Multi-objective trajectory optimization method for industrial robots based on improved TD3 algorithm

A Markov Decision Process (MDP) is a sequential decision-making mathematical model²⁴ used to simulate an agent’s stochastic policy and rewards in a Markovian environment. As the fundamental mathematical framework of deep reinforcement learning, an MDP must be established when solving robotic arm trajectory planning problems using deep reinforcement learning methods. MDP comprises five key elements $\{S, A, P_{sa}, \gamma , R\}$, where $P_{sa}$ represents the state transition function and $\gamma$ is the discount factor. In the Markov Decision Process, the agent selects actions through interactions with the environment, with each decision influencing the system’s state.

The decision-making process for industrial robot trajectory planning can be abstracted as a Markov Decision Process, where continuous interactions occur between the industrial robot and its environment. By employing reinforcement learning algorithms to train industrial robots in decision-making related to joint angular velocities, the robot can autonomously select a trajectory with significant reward value, achieving a collision-free, highly smooth, and time-optimal trajectory for industrial robots.

A quintuple $\{S, A, P_{sa}, \gamma , R\}$ is used to describe the decision-making process of industrial robot trajectory planning. In one episode, the industrial robot receives state space information S from the environment, including distance information, posture information, angular information of six joints, and collision status information. The industrial robot then selects actions A The probability of the industrial robot transitioning to the next state based on action A in state S is referred to as the state transition probability $P_{sa}$. (angle changes for the six joints) based on the received information, and the corresponding actor network is updated through algorithm training. To balance current and future rewards, a discount factor $\gamma$ is introduced in the trajectory planning decision-making process to prevent the algorithm from entering infinite loops and to ensure convergence. When $\gamma$ approaches 1, the importance of future rewards increases, whereas when $\gamma$ approaches 0, the importance of current rewards dominates. The industrial robot receives a numerical reward R, which serves as the immediate return when the agent transitions from state S to state $S’$ after taking action A. Rewards are typically used to measure the quality of a state-action pair.

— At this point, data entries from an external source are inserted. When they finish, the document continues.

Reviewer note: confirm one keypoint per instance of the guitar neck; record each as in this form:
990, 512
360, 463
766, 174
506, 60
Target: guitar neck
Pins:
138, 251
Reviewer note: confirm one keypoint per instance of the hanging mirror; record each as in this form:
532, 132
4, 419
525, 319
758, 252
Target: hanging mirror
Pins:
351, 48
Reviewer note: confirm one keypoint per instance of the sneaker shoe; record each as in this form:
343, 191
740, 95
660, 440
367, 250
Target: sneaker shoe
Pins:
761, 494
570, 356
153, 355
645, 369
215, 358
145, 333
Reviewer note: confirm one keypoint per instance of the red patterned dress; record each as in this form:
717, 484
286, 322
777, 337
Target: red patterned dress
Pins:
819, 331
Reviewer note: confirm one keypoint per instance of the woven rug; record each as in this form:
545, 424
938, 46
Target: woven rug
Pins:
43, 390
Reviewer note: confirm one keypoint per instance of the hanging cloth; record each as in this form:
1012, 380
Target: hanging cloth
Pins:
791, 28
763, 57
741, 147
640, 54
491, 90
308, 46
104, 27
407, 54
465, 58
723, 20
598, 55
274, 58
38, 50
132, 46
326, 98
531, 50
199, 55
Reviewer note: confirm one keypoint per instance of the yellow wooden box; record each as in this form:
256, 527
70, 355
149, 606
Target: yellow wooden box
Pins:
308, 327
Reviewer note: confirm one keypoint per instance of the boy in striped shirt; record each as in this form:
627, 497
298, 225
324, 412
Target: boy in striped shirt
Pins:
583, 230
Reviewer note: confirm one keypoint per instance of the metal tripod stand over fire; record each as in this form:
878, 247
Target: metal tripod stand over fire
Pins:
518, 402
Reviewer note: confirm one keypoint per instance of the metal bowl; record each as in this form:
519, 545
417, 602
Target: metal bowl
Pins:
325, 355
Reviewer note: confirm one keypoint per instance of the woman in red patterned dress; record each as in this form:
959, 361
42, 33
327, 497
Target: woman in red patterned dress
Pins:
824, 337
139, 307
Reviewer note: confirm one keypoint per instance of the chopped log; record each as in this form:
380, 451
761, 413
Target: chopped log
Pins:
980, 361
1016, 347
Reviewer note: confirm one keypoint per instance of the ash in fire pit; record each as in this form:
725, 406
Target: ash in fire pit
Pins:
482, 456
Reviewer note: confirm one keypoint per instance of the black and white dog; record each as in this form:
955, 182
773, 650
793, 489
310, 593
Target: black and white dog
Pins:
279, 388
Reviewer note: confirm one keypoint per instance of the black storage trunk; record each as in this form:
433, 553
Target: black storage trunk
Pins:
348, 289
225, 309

In industrial robot trajectory planning within confined environments, the Markov property refers to the robot selecting the optimal action at each time step based on the current state, which includes the surrounding environmental state and its own position and posture information. After executing the action, the robot perceives changes in the environment and updates its own state to receive a feedback reward (return value). Based on the reward, the robot adjusts its next action and continues this process until an optimal policy is formed. The Markov property emphasizes that the choice of the current state depends solely on the current environmental state and not on past historical information.

Table of Contents

Observation and action space setup

When training a DRL algorithm for an industrial robot, it is essential to define its state space and action space. Therefore, a reasonable state space must be designed for the robot and its environment to generate input data for the neural network. In the trajectory planning task of this paper, the state information mainly includes two aspects: environmental information and self-information. Environmental information includes collision detection between the robot and obstacles, the distance between the robot and the target point, and the deviation between the robot’s posture and the target posture. Self-information includes the angles of the six joints, whether the robot has reached the target position, and whether the robot has achieved the target posture. The posture of the robot’s end-effector is represented using quaternions, which effectively avoids the issue of gimbal lock²⁵. The deviation between the posture of the robotic arm’s end-effector and the target posture can be quantitatively described using the Axis-Angle Representation. This method uses a rotation axis and rotation angle to represent the difference between the two, providing an accurate geometric representation that facilitates the adjustment and optimization of the end-effector’s posture. In this paper, the rotation angle is used to quantitatively analyze the deviation between the robot’s end-effector posture and the target posture. Therefore, the state $s_t$ is defined as:

$$\begin{aligned} s_t = [A,P,D,T] \end{aligned}$$

(1)

In the above equation, A represents the joint angles of the robotic arm in its current state. For the 6-DOF robotic arm selected in this paper, $A = [\theta _1, \theta _2, \dots , \theta _6]$. $P = [x_t, y_t, z_t, q_x, q_y, q_z, q_w]$ represents the three-dimensional positional information and four-dimensional orientation information of the robotic arm’s end-effector in the world coordinate system. $D=[\Delta x, \Delta y, \Delta z, \Delta \theta ]$ represents the positional and orientation deviations between the robotic arm’s end-effector and the target object. $T=[bool_{collision},bool_{position},bool_{pose}]$ consists of three Boolean values indicating whether all joints of the robotic arm are in collision with obstacles, whether the arm has reached the target position within the allowable error, and whether the arm has reached the target pose within the allowable error. A value of 1 denotes “yes”, and 0 denotes “no”. A collision state is determined when the distance between the robot and the obstacle is less than 0.05 m. The robot is considered to have reached the target position when the distance between the end-effector and the target position is less than 0.01 m. The robot is considered to have reached the target pose when the axis-angle deviation between the end-effector’s orientation and the target orientation is less than 0.01 radians.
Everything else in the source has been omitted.